姑苏,观澜庭。
烟雨浸染千年的老宅沉在山水之间,青砖黛瓦,古木参天。
墙外是姑苏城的人间烟火,墙内是许家绵延百代的肃穆光阴。
庭院最深处,一字排开九口黄铜巨钟。
钟身爬满细密古纹,铜绿沉着,锈迹斑斑却不损其形,是开族之初传下来的镇族重器。
九钟对应许家九房,规矩森严,千年以来极少尽数响起。
寻常族务,一两声便足矣。
即便是年度祭祖,修订族谱这等大事,最多也只鸣六钟。
唯有一桩事,能引动九钟同启。
——主脉嫡传娶妻,册立下一代宗母。
许长秦随爷爷奶奶从和平饭店返回姑苏,一脚踏进祖宅大门,奶奶尚秀晴脸上那层温和慈祥的笑意便倏然敛去,神色端肃,气场沉得像压城的水云。

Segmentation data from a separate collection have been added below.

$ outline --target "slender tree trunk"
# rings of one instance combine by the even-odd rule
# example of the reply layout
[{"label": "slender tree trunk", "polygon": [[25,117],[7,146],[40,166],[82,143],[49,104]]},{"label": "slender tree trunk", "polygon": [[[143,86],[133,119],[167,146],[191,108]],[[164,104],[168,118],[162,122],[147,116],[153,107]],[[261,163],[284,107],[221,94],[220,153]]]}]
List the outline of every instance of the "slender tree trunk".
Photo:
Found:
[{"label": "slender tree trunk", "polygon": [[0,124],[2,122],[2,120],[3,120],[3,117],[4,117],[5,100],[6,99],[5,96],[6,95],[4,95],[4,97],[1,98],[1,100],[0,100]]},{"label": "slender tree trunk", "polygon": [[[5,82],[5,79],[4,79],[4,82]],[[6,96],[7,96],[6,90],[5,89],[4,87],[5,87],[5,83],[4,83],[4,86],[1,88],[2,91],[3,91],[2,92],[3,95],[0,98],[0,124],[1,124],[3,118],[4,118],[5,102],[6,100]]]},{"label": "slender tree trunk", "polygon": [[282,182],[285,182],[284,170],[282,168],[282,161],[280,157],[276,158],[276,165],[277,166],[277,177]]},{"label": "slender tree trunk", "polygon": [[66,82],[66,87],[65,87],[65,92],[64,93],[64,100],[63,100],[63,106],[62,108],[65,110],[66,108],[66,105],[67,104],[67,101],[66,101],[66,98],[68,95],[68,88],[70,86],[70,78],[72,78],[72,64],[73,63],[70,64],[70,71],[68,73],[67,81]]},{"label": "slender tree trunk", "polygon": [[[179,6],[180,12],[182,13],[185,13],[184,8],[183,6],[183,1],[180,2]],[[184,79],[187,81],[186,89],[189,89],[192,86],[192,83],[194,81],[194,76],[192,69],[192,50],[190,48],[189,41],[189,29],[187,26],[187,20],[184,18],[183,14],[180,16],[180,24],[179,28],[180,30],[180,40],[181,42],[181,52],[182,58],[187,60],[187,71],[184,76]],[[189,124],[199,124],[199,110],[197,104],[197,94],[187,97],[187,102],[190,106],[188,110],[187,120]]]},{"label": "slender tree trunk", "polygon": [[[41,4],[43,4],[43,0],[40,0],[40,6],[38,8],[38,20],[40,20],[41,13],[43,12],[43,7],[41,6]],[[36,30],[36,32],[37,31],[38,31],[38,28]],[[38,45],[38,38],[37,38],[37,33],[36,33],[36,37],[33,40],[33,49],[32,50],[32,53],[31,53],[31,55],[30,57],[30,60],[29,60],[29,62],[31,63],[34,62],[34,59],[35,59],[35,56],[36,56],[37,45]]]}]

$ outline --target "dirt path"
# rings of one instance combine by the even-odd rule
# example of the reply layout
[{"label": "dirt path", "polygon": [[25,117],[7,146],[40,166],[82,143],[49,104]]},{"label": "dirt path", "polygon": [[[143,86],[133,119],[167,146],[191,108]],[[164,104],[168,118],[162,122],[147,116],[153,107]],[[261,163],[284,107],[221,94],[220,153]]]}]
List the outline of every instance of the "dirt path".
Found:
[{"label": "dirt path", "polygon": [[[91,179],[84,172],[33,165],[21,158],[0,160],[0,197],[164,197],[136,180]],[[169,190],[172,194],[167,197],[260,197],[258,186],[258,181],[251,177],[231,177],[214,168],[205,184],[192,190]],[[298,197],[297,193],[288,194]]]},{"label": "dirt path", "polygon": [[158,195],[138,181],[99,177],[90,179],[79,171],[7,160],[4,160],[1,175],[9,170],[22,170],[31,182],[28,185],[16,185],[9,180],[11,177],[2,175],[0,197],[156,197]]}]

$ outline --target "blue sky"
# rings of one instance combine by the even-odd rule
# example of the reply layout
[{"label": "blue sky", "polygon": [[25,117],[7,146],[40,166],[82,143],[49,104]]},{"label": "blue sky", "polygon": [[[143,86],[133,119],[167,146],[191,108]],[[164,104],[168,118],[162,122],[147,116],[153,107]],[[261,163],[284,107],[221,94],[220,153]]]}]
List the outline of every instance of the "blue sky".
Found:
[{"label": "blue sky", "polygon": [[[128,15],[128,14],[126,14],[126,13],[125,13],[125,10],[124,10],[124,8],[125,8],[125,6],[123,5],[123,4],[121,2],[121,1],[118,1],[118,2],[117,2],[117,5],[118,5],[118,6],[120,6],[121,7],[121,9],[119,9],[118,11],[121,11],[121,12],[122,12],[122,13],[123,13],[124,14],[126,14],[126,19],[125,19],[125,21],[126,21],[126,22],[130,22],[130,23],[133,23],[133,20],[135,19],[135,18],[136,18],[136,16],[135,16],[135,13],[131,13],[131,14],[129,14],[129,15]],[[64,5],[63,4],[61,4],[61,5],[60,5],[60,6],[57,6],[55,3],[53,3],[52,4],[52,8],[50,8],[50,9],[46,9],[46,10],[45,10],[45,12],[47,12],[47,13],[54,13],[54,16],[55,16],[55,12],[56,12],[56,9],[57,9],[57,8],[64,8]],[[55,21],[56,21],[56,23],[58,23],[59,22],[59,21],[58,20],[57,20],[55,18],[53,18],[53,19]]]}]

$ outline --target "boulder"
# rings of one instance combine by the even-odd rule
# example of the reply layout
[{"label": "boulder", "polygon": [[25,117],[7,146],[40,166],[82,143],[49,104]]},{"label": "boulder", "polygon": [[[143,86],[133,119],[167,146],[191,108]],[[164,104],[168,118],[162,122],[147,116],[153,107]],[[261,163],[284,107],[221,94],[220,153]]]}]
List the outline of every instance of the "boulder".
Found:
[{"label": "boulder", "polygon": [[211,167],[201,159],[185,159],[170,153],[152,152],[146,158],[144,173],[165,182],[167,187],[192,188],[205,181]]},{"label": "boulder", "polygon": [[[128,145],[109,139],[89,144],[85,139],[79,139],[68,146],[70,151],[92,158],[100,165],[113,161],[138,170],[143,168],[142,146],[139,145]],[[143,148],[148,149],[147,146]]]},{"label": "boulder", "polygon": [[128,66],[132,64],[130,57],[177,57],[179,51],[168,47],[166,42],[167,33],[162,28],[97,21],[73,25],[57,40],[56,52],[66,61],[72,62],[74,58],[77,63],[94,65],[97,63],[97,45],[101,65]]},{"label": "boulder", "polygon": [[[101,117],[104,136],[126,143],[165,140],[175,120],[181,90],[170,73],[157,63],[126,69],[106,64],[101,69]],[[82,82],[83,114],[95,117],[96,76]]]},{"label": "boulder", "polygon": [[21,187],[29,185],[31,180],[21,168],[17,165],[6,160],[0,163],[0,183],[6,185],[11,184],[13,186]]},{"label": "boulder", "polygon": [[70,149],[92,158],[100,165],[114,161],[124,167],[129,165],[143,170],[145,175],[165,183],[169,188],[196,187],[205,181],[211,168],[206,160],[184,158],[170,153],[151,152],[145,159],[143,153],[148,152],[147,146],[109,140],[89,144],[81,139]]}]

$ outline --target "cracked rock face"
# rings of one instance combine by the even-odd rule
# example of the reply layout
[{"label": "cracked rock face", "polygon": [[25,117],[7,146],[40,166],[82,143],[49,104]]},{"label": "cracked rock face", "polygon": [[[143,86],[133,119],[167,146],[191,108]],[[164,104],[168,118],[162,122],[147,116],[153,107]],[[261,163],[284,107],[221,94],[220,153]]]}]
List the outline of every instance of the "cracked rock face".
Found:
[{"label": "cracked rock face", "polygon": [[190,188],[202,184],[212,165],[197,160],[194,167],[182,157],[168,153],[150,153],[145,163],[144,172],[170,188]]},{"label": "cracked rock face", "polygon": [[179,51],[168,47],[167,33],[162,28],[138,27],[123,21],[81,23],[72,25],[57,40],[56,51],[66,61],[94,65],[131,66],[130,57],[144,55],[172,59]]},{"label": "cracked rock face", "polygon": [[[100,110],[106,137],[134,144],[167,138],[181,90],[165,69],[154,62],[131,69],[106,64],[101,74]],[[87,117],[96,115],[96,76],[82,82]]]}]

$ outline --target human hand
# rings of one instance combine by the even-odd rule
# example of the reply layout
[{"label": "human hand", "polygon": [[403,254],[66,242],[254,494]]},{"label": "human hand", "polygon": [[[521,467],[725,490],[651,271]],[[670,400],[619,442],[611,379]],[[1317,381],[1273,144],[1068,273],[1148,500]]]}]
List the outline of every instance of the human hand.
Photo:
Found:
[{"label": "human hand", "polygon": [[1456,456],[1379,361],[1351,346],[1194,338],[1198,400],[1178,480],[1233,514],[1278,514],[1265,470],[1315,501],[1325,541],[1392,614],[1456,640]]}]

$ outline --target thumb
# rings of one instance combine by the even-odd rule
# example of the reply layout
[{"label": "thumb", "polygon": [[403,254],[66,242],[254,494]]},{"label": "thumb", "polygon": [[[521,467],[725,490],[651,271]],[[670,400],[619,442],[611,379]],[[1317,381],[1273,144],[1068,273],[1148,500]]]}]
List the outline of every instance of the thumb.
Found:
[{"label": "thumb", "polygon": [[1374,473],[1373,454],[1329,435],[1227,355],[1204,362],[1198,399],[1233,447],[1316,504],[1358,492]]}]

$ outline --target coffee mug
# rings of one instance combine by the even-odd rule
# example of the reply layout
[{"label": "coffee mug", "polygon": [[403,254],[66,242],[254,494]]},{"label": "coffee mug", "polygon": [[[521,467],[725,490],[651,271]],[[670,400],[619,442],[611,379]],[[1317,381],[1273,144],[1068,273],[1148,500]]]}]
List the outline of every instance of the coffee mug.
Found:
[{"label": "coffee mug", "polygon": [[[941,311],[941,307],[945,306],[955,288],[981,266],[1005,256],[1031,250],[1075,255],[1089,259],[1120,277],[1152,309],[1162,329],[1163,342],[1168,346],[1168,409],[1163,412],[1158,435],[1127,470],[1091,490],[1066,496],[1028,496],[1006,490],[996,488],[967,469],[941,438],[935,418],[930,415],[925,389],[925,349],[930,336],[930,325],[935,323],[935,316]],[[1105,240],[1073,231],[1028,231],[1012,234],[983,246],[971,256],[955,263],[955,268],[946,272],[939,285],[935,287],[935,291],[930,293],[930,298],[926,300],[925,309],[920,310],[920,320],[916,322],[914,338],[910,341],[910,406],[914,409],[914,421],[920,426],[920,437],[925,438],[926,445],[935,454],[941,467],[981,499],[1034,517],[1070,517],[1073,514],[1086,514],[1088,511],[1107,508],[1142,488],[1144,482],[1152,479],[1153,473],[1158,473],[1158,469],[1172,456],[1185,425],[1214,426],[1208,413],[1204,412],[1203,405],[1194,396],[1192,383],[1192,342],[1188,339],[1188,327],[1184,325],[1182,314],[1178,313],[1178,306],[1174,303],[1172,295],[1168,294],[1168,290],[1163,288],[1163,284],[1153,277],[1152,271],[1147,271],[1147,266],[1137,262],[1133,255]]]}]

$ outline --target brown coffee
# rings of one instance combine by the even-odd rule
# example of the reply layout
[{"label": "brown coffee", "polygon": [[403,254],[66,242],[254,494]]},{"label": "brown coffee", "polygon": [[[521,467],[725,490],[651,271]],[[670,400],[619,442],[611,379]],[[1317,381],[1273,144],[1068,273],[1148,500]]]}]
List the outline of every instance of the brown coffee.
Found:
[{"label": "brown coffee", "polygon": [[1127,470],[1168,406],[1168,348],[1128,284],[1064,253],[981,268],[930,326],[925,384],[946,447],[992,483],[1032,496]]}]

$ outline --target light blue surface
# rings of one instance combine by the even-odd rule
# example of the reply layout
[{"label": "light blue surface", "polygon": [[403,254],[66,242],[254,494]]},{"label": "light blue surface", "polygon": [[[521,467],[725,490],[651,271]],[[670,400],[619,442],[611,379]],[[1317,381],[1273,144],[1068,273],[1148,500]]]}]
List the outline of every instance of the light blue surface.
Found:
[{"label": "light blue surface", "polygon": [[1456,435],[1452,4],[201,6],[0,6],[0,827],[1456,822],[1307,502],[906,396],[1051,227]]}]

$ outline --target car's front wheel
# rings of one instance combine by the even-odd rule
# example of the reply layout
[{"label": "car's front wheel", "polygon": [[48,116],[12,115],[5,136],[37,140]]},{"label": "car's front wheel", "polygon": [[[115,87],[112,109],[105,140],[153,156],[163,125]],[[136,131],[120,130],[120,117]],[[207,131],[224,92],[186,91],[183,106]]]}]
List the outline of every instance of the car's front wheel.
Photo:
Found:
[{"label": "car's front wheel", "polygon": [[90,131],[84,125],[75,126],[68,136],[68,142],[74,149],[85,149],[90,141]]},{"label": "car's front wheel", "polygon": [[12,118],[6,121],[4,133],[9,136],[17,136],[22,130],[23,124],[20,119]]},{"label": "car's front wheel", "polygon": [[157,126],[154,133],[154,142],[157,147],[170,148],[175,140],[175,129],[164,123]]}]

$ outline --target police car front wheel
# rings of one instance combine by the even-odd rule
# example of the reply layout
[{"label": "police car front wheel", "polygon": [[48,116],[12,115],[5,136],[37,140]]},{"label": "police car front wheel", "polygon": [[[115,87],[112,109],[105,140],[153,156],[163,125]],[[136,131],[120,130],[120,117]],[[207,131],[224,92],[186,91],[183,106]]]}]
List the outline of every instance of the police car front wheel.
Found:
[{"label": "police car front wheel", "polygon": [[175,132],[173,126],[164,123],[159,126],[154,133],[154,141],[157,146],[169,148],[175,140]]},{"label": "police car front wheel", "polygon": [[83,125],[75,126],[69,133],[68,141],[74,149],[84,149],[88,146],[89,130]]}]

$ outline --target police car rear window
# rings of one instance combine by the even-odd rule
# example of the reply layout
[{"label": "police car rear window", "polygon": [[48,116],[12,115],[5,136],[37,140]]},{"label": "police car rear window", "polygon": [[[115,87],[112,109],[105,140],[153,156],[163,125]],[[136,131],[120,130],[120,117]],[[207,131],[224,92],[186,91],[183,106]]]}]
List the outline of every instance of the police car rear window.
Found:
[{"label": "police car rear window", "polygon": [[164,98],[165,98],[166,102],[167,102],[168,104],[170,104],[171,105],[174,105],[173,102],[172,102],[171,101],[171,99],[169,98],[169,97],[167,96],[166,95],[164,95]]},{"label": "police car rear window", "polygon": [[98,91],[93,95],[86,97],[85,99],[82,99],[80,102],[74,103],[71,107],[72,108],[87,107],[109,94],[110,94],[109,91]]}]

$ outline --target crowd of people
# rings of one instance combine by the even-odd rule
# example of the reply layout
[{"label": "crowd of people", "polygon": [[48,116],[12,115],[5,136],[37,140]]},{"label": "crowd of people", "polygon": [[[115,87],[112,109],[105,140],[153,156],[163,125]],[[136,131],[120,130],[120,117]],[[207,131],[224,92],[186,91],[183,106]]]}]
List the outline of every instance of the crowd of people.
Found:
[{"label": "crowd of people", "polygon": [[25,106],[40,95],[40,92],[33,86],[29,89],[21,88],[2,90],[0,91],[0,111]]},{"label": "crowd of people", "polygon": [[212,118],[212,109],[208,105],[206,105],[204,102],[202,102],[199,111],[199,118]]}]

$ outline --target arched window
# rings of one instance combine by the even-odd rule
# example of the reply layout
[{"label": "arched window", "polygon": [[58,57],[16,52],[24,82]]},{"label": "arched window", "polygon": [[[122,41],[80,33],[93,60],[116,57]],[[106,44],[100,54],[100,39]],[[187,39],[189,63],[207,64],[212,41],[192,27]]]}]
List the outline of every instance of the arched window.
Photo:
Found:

她没有半句寒暄,直接开口定调:“择今日正阳吉时,启九钟大典。”
许长秦步子顿住,脸色当场变了。他快步上前:“奶奶,不至于做到这个地步。”
在他印象里,九钟齐鸣不是热闹,是祖令。
钟声一响,散落大江南北,执掌许家所有产业与权脉的九房主事,无论身在何处,手头压着什么惊天动地的大事,必须即刻停手,全员归宗。千年祖训,无人敢违。
旁支娶妻无数,哪怕是嫡系分支大婚,也从没开过九钟的例。
规格太高了,高到他这个当事人心里都发虚。
尚秀晴转过头,目光定定落在他脸上,一字一句掷地有声:“长秦,你是许家九代单传的唯一嫡脉。
你娶的姑娘,身怀许家双麟,续的是咱们千秋香火。
怡菲往后,就是许家名正言顺的下一代宗母。”
她顿了一下,语气沉而缓,“世俗豪门娶妻拼的是排场,金钱,豪车宴席。但我们千年世族,拼的是祖礼,名分,全族敬畏。
今天九钟齐鸣,不为张扬,为的是立规矩,定尊位,告慰先祖,镇服九房。让全族上下都清楚,刘家之女刘怡菲,是许家明媒正娶,祖礼册封的正妻,是日后统御九房的主母。”
话说到这个份上,再没有转圜余地。
许长秦望着奶奶肃穆的神情,心里最后那点侥幸也散了,剩下的只有敬畏,还有一丝诚惶诚恐。